Urna di San Florenzo, Chiesa Parrocchiale di San Giovanni Battista, Velo veronese
Quando vogliamo menzionare un santo, per comodità o per antica abitudine, ci riesce più facile farlo coincidere con la sua provenienza; così, per esempio, diciamo “Sant’Antonio da Padova”, “San Francesco d’Assisi”, “Santa Rita da Cascia”, “San Giorgio di Cappadocia”, “Santa Margherita da Cortona” e via dicendo.
Velo Veronese è forse l’unico centro della Lessinia “cimbra” che annovera un suo santo – “San Fiorenzo da Velo”.
È risaputo che nel Medioevo non erano proprio del tutto fortuiti i casi di spoliazioni, di ruberie di corpi interi o di reliquie piuttosto consistenti di santi che venivano fatte su commissione e dietro pagamento.
Esempio classico: la mattina del 23 giugno 1053, ricorda mons. G.P. Pighi, della chiesa di Santa Maria in Organo a Verona, un certo Gotschaldo, del monastero benedettino di Burn in Germania, rubò il corpo di Santa Anastasia, con la complicità del custode, lo infagottò nel pallio dell’altare e fuggì.
Le cronache storiche del passato narrano che il vescovo di Verona, Francesco Barbarigo, nel 1700 fece un giro di visite pastorali nelle parrocchie della Lessinia; giunto nella parrocchia di Velo si accorse che dietro l’altare maggiore c’era una porticina che custodiva all’interno la sacra reliquia del martire Fiorenzo, conservata in un decoroso reliquiario.
Una verifica del contenuto del piccolo sacrario ebbe luogo già nel 1687, durante un’altra visita pastorale. La popolazione, quella volta, si rivolse al vescovo chiedendogli il permesso di estrarne, alla presenza dei canonici, un frammento osseo da porre in un reliquiario, da portare durante le processioni, ovviamente chiuso e sigillato e accompagnato da un documento canonico autentico.
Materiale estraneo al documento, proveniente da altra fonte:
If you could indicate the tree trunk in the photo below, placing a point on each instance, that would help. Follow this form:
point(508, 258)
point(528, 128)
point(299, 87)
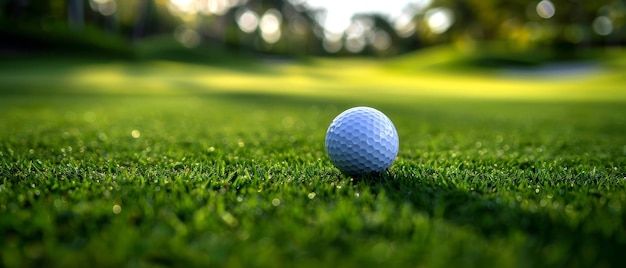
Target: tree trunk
point(75, 14)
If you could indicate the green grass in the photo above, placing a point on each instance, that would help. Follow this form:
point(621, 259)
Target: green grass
point(229, 167)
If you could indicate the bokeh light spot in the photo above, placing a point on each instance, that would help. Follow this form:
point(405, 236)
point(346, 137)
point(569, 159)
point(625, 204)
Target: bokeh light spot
point(439, 19)
point(404, 25)
point(248, 21)
point(545, 9)
point(270, 26)
point(603, 25)
point(382, 41)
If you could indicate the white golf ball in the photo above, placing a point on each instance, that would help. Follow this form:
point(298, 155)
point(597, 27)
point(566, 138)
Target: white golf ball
point(362, 140)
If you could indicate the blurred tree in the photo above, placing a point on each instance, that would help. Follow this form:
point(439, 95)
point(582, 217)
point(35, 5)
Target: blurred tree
point(75, 14)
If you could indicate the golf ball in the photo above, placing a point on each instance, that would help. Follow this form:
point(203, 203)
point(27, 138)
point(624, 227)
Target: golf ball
point(362, 140)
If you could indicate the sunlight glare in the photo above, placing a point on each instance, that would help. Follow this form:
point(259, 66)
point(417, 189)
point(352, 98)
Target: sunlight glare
point(603, 25)
point(248, 21)
point(545, 9)
point(270, 26)
point(439, 19)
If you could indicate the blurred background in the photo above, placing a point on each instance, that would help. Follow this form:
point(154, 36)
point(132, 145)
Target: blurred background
point(174, 29)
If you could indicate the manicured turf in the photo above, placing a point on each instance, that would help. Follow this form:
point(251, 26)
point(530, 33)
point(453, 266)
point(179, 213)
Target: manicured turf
point(172, 164)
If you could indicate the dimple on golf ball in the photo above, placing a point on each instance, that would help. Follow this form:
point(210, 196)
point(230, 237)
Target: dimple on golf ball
point(362, 140)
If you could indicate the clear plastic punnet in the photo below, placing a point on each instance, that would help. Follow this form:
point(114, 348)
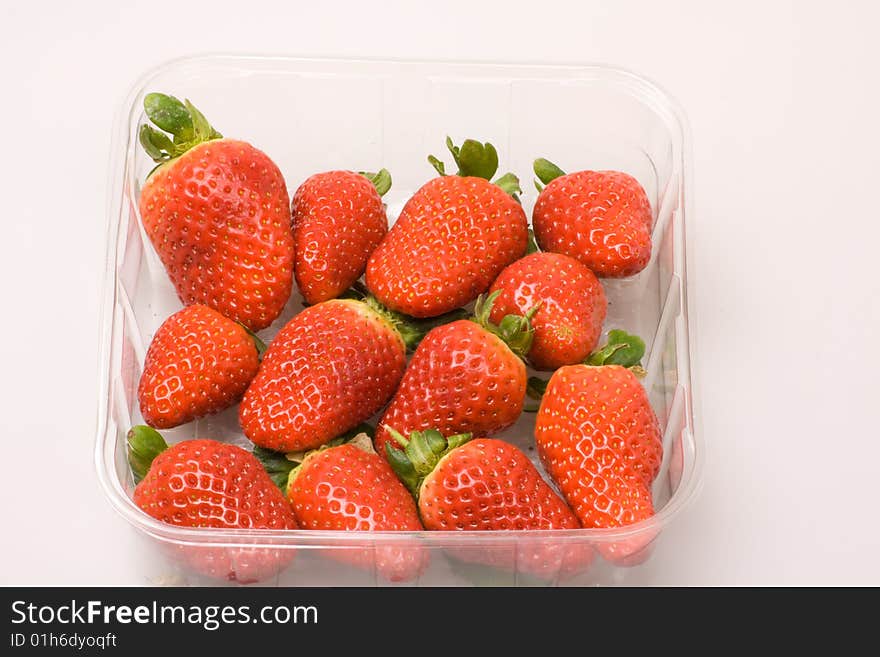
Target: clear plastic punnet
point(313, 115)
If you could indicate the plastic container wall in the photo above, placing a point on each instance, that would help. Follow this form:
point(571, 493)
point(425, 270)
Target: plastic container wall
point(312, 115)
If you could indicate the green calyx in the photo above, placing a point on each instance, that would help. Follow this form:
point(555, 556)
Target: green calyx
point(417, 457)
point(186, 126)
point(622, 348)
point(546, 172)
point(515, 330)
point(479, 160)
point(532, 245)
point(381, 180)
point(258, 342)
point(144, 445)
point(283, 468)
point(410, 329)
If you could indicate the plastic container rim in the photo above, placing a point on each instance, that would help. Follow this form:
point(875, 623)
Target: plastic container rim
point(691, 480)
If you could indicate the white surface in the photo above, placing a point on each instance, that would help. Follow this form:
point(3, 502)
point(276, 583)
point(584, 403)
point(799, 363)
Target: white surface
point(783, 104)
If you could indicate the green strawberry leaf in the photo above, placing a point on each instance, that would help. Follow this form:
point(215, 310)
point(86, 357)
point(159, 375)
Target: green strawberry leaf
point(381, 180)
point(533, 243)
point(437, 164)
point(475, 159)
point(170, 115)
point(277, 465)
point(622, 349)
point(144, 445)
point(187, 126)
point(510, 184)
point(157, 144)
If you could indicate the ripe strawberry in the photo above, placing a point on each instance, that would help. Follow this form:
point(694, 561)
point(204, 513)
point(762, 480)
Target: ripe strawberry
point(599, 440)
point(331, 367)
point(351, 488)
point(486, 485)
point(217, 212)
point(452, 238)
point(198, 363)
point(571, 306)
point(205, 483)
point(338, 220)
point(464, 377)
point(602, 218)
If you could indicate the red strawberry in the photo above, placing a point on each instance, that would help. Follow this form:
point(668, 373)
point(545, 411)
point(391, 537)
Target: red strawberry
point(452, 238)
point(205, 483)
point(464, 377)
point(486, 485)
point(571, 306)
point(331, 367)
point(602, 218)
point(351, 488)
point(198, 363)
point(218, 215)
point(599, 440)
point(338, 220)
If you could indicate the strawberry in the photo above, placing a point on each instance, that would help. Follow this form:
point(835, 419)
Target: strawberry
point(599, 440)
point(349, 487)
point(464, 377)
point(602, 218)
point(571, 306)
point(217, 212)
point(331, 367)
point(452, 238)
point(485, 485)
point(338, 220)
point(205, 483)
point(198, 363)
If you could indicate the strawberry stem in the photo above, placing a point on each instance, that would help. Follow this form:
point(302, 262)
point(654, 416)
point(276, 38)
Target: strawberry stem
point(420, 454)
point(622, 348)
point(144, 445)
point(187, 126)
point(411, 329)
point(479, 160)
point(532, 246)
point(515, 330)
point(546, 172)
point(283, 468)
point(381, 180)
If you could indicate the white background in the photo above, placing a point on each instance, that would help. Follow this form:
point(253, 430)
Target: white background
point(784, 104)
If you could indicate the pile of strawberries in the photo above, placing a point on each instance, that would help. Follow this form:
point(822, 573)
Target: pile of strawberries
point(385, 331)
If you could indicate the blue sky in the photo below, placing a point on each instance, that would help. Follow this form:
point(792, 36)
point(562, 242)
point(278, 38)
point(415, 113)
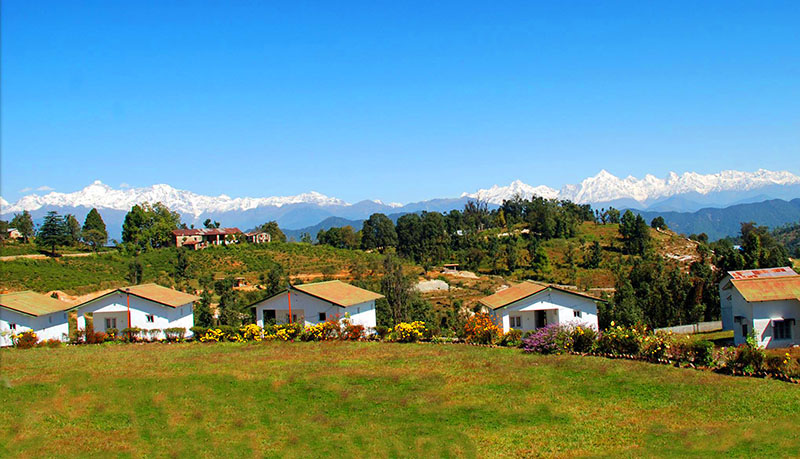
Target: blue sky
point(397, 101)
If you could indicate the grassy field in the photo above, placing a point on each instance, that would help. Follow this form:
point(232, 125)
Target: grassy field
point(367, 399)
point(96, 272)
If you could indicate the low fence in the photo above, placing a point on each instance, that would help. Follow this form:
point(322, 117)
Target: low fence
point(700, 327)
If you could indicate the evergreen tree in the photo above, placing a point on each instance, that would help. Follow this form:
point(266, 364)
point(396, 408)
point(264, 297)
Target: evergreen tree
point(53, 232)
point(378, 232)
point(275, 233)
point(94, 230)
point(73, 228)
point(135, 271)
point(24, 224)
point(202, 311)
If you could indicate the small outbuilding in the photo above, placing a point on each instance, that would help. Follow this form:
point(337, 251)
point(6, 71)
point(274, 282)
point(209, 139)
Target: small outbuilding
point(765, 302)
point(24, 311)
point(318, 302)
point(146, 306)
point(530, 305)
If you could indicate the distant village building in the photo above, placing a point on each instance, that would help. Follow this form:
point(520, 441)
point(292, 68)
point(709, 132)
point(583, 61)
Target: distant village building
point(200, 238)
point(530, 305)
point(24, 311)
point(13, 233)
point(318, 302)
point(146, 306)
point(258, 237)
point(761, 301)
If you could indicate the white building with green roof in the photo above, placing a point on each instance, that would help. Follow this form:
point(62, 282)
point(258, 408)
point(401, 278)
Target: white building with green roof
point(23, 311)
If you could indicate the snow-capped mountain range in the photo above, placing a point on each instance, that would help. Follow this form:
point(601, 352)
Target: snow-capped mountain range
point(605, 187)
point(685, 192)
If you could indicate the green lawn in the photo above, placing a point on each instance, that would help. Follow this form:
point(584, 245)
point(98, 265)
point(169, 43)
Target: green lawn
point(377, 399)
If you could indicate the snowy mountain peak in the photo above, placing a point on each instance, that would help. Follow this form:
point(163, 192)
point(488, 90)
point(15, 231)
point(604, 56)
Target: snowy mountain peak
point(605, 186)
point(185, 202)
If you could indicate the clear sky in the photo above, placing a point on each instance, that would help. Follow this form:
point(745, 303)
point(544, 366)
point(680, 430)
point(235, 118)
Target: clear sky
point(397, 101)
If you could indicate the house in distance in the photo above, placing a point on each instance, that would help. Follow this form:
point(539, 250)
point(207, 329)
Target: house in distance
point(24, 311)
point(530, 305)
point(761, 301)
point(146, 306)
point(318, 302)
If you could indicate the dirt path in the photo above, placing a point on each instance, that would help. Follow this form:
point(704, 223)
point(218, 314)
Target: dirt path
point(39, 256)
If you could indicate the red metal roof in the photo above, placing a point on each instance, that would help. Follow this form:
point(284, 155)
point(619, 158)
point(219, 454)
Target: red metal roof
point(206, 231)
point(338, 292)
point(769, 288)
point(762, 273)
point(524, 290)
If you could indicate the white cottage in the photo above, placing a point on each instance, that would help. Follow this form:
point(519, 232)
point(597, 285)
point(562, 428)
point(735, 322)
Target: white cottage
point(764, 301)
point(147, 306)
point(23, 311)
point(318, 302)
point(530, 305)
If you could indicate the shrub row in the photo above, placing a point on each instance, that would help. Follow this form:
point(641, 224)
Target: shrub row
point(638, 342)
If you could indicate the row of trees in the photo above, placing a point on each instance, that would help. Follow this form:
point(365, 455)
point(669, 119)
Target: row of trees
point(57, 230)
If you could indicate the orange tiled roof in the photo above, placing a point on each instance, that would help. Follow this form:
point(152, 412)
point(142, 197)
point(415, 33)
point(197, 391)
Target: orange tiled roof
point(524, 290)
point(32, 303)
point(769, 288)
point(338, 292)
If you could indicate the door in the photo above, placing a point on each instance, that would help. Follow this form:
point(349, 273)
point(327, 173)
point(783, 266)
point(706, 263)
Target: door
point(269, 316)
point(541, 319)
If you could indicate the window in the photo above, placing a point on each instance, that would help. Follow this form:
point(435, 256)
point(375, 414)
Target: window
point(782, 329)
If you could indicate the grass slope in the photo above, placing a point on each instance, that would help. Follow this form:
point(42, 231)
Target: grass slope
point(87, 274)
point(367, 399)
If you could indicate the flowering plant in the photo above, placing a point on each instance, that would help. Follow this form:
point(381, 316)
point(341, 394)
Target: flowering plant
point(481, 329)
point(25, 340)
point(408, 332)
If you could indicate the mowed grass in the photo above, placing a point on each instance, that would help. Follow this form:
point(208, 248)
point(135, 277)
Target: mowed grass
point(376, 399)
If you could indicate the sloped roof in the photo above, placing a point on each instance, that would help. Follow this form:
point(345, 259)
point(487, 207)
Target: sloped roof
point(153, 292)
point(762, 273)
point(206, 231)
point(769, 288)
point(338, 292)
point(524, 290)
point(32, 303)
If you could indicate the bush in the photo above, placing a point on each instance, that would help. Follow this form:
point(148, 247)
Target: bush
point(96, 338)
point(131, 334)
point(481, 329)
point(408, 332)
point(552, 339)
point(51, 343)
point(251, 332)
point(747, 357)
point(25, 340)
point(619, 340)
point(703, 353)
point(288, 332)
point(657, 346)
point(584, 339)
point(175, 334)
point(198, 331)
point(511, 339)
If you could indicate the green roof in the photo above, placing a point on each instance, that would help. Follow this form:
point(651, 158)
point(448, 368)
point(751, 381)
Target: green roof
point(32, 303)
point(338, 292)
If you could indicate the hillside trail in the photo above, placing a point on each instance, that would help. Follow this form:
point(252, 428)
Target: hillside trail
point(39, 256)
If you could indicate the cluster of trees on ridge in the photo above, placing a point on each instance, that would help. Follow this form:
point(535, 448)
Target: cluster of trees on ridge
point(507, 240)
point(58, 231)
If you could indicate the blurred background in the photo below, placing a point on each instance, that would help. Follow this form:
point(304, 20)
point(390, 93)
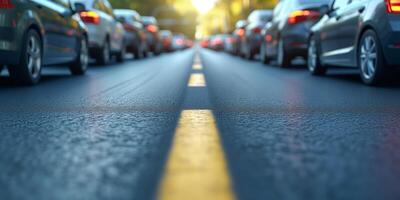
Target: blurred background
point(196, 18)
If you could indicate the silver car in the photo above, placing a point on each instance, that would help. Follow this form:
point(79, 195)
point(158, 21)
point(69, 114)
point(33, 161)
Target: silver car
point(106, 34)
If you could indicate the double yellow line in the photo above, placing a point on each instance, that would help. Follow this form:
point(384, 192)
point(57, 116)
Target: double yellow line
point(196, 169)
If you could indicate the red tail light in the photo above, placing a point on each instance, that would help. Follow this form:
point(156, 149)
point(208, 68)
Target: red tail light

Sorge inevitabile l’interrogativo di come sia giunto a Velo il corpo del martire.
Illustri studiosi del passato hanno cercato di dare una risposta a questo quesito, per tentare di stabilire l’epoca in cui San Fiorenzo sarebbe vissuto, il luogo, com’è stato martirizzato e altro ancora, ma sono venuti a capo di ben scarse notizie. La tradizione popolare, invece, ha trovato quello che la storia e i documenti non sono stati in grado di rintracciare.
Il Cav. Attilio Benetti, che della tradizione popolare lessinica era oltre che un insigne studioso anche un profondo conoscitore, ha ricordato nei sui scritti quello che i suoi avi gli raccontavano a tal proposito; dimostrando così ancora una volta che quanto viene tramandato oralmente dalla tradizione popolare spesso integra o completa le informazioni che la storia ufficiale spesso non riesce a determinare con maggiore chiarezza e certezza.
La nonna materna gli raccontava — ma lo dicevano un po’ tutti gli anziani del suo tempo — infatti che nei tempi lontani, gli abitanti di Velo, segretamente, avevano organizzato una spedizione in Germania, proprio nel paese da dove erano partiti i loro progenitori, con il preciso scopo di trafugare i resti mortali del loro santo martire e riportarseli a Velo.
L’impresa riuscì perfettamente, ma non è dato sapere, in difetto di fonti certe, quando essa abbia avuto luogo. Si tenta di collocarla nel tardo Trecento o nel primo Quattrocento, quando cioè gli insediamenti “cimbri” sui nostri monti lessinici si erano già radicati nel tessuto sociale della realtà del mondo montanaro di quell’epoca e avevano acquisito anche la solidità economica e la sicurezza politica che permise loro di tentare un’impresa del genere.